On Sun, Mar 15, 2015 at 05:16:16PM +0200, Yuval Shaia wrote:
> Hi,
> I didn't got any further comments on this one.
> Any idea why SG in CM is un-welcome?
By mistake I sent a private mail only.
Cc: Roland Dreier <rol...@kernel.org>
Cc: Sean Hefty <sean.he...@intel.com>
Cc: Hal Rosenstock <hal.rosenst...@gmail.com>

Your advice would be very appreciated.

Yuval
> 
> I have one small fix to this patch but it is 99% ready.
> 
> Yuval
> 
> On Sun, Feb 01, 2015 at 09:09:42AM +0200, Yuval Shaia wrote:
> > On Wed, Jan 28, 2015 at 12:36:27PM +0100, Yann Droneaud wrote:
> > > Hi,
> > > 
> > > Le mardi 27 janvier 2015 à 03:21 -0800, Yuval Shaia a écrit :
> > > > With this fix Scatter-Gather will be supported also in connected mode
> > > > 
> > > 
> > > Please explain the issue with current kernel and the advantage
> > > of the proposed fix in the commit message. Perhaps benchmarks
> > > against various HCAs would be welcome.
> > The benefits of using SG are well known.
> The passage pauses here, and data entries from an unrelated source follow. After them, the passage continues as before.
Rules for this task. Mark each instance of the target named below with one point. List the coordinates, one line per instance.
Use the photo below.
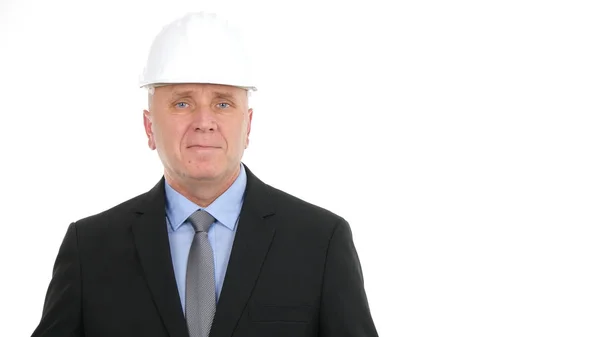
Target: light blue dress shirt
(225, 209)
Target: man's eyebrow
(178, 94)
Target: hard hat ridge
(198, 48)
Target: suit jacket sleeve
(344, 307)
(61, 315)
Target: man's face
(199, 130)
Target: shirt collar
(225, 209)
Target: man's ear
(250, 112)
(148, 128)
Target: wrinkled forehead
(192, 89)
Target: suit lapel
(251, 244)
(152, 244)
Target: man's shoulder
(115, 214)
(286, 202)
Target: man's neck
(202, 193)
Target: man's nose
(204, 119)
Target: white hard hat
(198, 48)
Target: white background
(459, 138)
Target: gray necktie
(200, 298)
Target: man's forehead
(196, 88)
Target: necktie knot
(201, 220)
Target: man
(211, 249)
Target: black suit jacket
(293, 271)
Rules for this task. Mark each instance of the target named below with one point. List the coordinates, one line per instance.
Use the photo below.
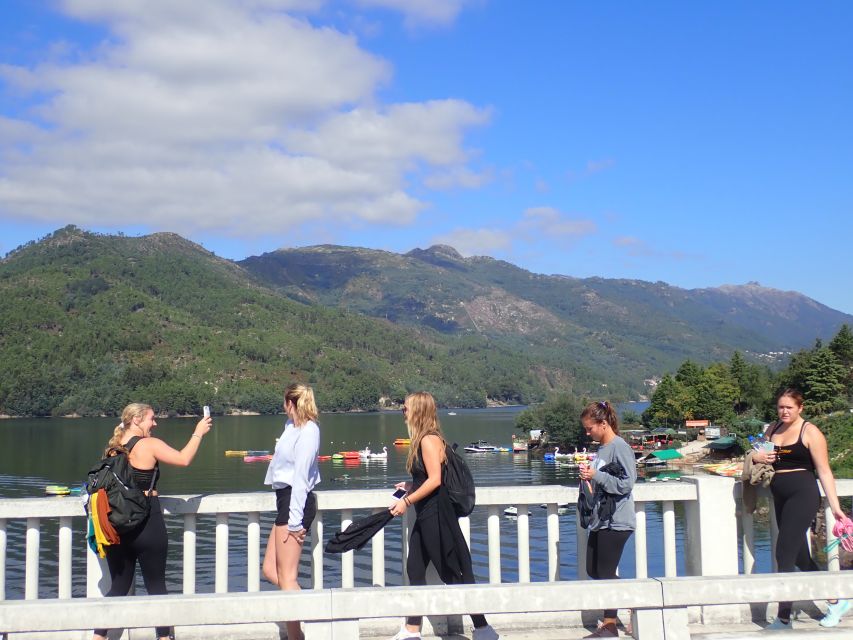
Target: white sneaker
(834, 613)
(778, 625)
(405, 634)
(484, 633)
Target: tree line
(737, 394)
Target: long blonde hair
(131, 411)
(421, 420)
(302, 396)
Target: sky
(698, 144)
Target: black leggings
(796, 500)
(149, 545)
(603, 552)
(424, 548)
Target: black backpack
(129, 506)
(459, 483)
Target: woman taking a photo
(800, 453)
(436, 536)
(607, 482)
(148, 543)
(293, 473)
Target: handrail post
(553, 542)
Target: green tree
(689, 374)
(671, 404)
(824, 383)
(715, 394)
(842, 346)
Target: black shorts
(282, 503)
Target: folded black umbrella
(358, 533)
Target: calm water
(34, 453)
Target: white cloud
(537, 227)
(476, 242)
(220, 115)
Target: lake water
(38, 452)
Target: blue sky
(699, 144)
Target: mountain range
(91, 322)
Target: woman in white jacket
(293, 473)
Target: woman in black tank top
(148, 543)
(800, 453)
(436, 536)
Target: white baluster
(494, 532)
(64, 587)
(523, 527)
(348, 558)
(189, 552)
(221, 585)
(2, 558)
(640, 553)
(32, 558)
(95, 571)
(669, 560)
(377, 552)
(253, 552)
(317, 550)
(553, 542)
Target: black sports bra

> > I think the question should be the other way around - why not supporting SG 
> > in CM?
> > 
> > I will add the following text to commit message:
> > By default, IPoIB-CM driver uses 64k MTU. Larger MTU gives better 
> > performance.
> > This MTU plus overhead puts the memory allocation for IP based packets at 
> > 32 4k pages (order 5), which have to be contiguous.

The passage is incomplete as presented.